1. You are making an absurd claim, not me.

2. What experience? Both the ZSU and the VSRF are in every way worse than they were in 2022. An experienced 3rd league fotballer is still a 3rd league footballer.

3. What lessons learnt? How to storm trenches on motorbikes? How to not be able to command even a battalion? How to not be able to sustain logistically what is essentially a single division in Kursk?

4. The US is decaying? Compared to what, the ZSU, Ivan in a golf cart? France has the 2nd/3rd most powerful air force on the planet. Those armies have vast number of reserves, ready to be mobilised in the case of a major war. If you had any idea what you were talking about, you'd know that their military systems are geared towards generating vast reserves. You are just regurgitating bullshit. I'm not even going to comment on the officer and NCO corps. To even try to compare NATO and the ZSU/VSRF in that regard is incredible ignorance.
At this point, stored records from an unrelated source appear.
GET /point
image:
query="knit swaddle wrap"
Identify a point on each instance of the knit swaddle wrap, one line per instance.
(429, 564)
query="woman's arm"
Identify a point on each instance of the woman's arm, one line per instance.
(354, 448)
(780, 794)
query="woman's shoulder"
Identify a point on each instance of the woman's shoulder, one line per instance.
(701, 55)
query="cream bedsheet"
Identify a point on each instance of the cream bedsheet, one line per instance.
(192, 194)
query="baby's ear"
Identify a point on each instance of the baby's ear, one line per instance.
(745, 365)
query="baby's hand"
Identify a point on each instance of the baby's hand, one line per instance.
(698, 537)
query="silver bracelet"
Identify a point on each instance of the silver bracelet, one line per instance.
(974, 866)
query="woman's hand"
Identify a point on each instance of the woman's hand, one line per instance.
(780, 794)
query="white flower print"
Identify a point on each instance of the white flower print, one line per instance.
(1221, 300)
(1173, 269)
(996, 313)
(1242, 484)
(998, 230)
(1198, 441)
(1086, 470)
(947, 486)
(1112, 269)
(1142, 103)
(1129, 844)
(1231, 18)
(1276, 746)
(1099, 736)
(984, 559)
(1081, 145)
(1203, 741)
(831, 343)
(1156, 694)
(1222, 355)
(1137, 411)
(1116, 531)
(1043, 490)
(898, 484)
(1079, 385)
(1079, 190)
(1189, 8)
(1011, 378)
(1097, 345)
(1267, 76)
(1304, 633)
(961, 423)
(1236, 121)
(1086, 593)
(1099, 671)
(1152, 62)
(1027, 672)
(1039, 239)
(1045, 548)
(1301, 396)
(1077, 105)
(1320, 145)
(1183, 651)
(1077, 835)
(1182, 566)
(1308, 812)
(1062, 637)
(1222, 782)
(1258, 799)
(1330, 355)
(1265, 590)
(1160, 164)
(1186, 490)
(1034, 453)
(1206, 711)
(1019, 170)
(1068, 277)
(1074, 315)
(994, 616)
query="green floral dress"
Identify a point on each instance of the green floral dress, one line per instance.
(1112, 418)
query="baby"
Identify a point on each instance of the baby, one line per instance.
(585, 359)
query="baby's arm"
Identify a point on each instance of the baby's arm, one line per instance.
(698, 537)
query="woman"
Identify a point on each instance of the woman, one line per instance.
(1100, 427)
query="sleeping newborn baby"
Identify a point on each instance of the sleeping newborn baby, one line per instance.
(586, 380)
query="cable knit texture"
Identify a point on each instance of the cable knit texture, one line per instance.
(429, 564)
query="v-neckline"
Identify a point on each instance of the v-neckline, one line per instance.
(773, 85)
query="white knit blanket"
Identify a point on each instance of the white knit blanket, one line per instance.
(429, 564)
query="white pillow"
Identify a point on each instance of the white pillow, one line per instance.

5. Wars are won in the air, the Nordic countries alone have vastly superior air forces to the VKS, especially once F35s come online.

6. Last but not least, wars are not won on the tactical level. They are won at the strategic level, at which both the ZSU and the VSRF are non-existent. At the operational level, the ZSU is barely existent, while the VSRF is fantastically bad. Also, industrial wars, are won by industrial production. Even today, NATO is outproducing Russia in every weapons category, on top of being incomparably more advanced, effective and efficient.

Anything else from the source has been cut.